According to halacha, Jews don’t participate in Halloween. This is because the holiday—originally All Hallow’s Eve—started as a Celtic rite until the Catholic Church incorporated it into the Christian calendar, and Torah prohibits Jews from partaking in “gentile customs.” That said, what’s so terrible about draping your house in ghosts and goblins, or, for that matter, letting your kids dress up as their favorite superhero to traipse around the neighborhood collecting candy? It never dawned on me not to allow, and even encourage, my own children from enjoying the occasion—and then sharing the bounty with me. (Mounds Bars, please.) Objecting to the American version of Halloween would be as useful as objecting to Walt Disney’s version of “Snow White.”

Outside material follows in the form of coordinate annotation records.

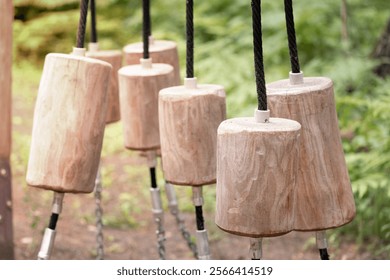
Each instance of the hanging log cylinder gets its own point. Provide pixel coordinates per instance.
(189, 118)
(324, 194)
(257, 166)
(69, 123)
(139, 86)
(161, 51)
(114, 58)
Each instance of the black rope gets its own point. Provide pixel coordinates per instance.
(190, 38)
(292, 41)
(324, 254)
(199, 218)
(53, 221)
(93, 22)
(146, 27)
(153, 177)
(82, 23)
(258, 52)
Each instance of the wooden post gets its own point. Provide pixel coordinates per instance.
(69, 122)
(189, 119)
(6, 228)
(115, 59)
(257, 164)
(324, 194)
(139, 86)
(161, 51)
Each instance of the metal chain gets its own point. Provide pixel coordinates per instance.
(99, 218)
(184, 232)
(160, 238)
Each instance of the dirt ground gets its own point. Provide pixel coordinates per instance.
(76, 230)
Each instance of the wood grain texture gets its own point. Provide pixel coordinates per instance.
(161, 51)
(115, 59)
(324, 195)
(257, 166)
(138, 93)
(189, 119)
(69, 122)
(6, 18)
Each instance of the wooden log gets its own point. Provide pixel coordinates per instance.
(161, 51)
(139, 86)
(6, 224)
(257, 166)
(324, 195)
(189, 118)
(69, 122)
(114, 58)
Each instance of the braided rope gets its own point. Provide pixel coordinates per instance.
(258, 54)
(93, 22)
(190, 38)
(82, 23)
(292, 41)
(146, 27)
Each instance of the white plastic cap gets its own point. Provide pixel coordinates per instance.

My kids are long since grown (welcome to my grandmother years!) but that didn’t stop me from handing out candy and carving a pumpkin or two. But this year, five years after the Pittsburgh slaughter and less than a month after the Hamas pogrom, I just can’t. I just can’t enjoy the (often) exuberantly creative displays of pretend-graveyards and pretend-skeletons. What once struck me as ridiculously charming—plywood tombstones proclaiming “Myra Mains” or “Ima K. Daver”—now strike me as testimony to the world’s lack of sensitivity to the endless slaughter of the innocents, especially Jews. What once creeped me out with its sheer silliness—baby dolls with bloody mouths, front-yard dogwood trees strung with ghosts in hangmen nooses, the macabre and the weird—now just creeps me out. One town about an hour south of me in New Jersey, Lambertville, puts on such a creative display of Halloween over-the-topness that it draws tourists from all over the United States.
But for me, a Jew, it all looks like: who cares about murdered Jews?

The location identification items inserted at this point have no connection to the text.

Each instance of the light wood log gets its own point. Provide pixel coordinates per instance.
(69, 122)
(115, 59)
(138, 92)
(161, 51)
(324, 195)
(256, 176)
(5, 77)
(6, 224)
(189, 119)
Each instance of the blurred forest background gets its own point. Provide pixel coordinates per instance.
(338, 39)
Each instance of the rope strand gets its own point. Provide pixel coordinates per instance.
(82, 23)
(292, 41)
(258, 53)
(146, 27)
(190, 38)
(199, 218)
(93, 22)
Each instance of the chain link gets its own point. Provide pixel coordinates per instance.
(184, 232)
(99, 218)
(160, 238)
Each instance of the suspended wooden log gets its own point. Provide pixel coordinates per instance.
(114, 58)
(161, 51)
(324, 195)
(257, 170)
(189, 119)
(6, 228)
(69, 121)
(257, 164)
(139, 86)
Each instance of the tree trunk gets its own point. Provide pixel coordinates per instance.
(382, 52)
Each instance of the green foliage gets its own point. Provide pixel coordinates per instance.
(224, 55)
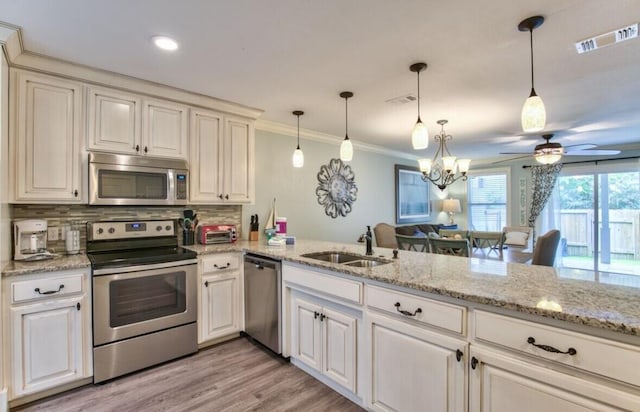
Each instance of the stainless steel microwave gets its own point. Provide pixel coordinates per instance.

The answer of course is: a lot of people. The President of the United States, for example. Joseph Biden cares about murdered Jews. He cares so much he’s risking alienating the left-wing of the Democratic party, and possibly his political future, over his firm support of Israel. As do the many non-Jewish friends of mine who have expressed their disgust with Hamas and their desire to do something—anything—to help Israel. And countless, countless, others.
But it’s not enough. It’s never enough in a world where antisemitism springs up, over and over again, impervious to the claims of logic, history, facts, geography, or simple human decency.
A while back, my younger son and I were discussing the then-current political situation in the UK. I said that if I were a Brit I wouldn’t know what to do, not given the choice between Jeremy Corbyn (a left-leaning anti-Zionist with domestic values that dovetail with my own) and Boris Johnson (a clown who supported Israel.) I don’t follow British politics closely, but I was pretty sure that I could never vote for either of them. My son, however, said that given the choice, he easily could.
“We are a tiny, historically despised people and we need all the friends we can get.”
Anyway, back to Halloween and my one-woman protest. (One woman because over the holiday my husband will be out of town.) This year there will be no pumpkin, no candy, and no lights on in the house—or rather, there will be just one light on, in the back of the house, where I will be having dinner and then reading. And if a stray kid or two rings my doorbell, I will continue to sit in my reading station at the back of the house, my reading lamp on, my dog at my feet, and my Jewish self struggling to make sense of a world that continues to teeter on the brink of madness.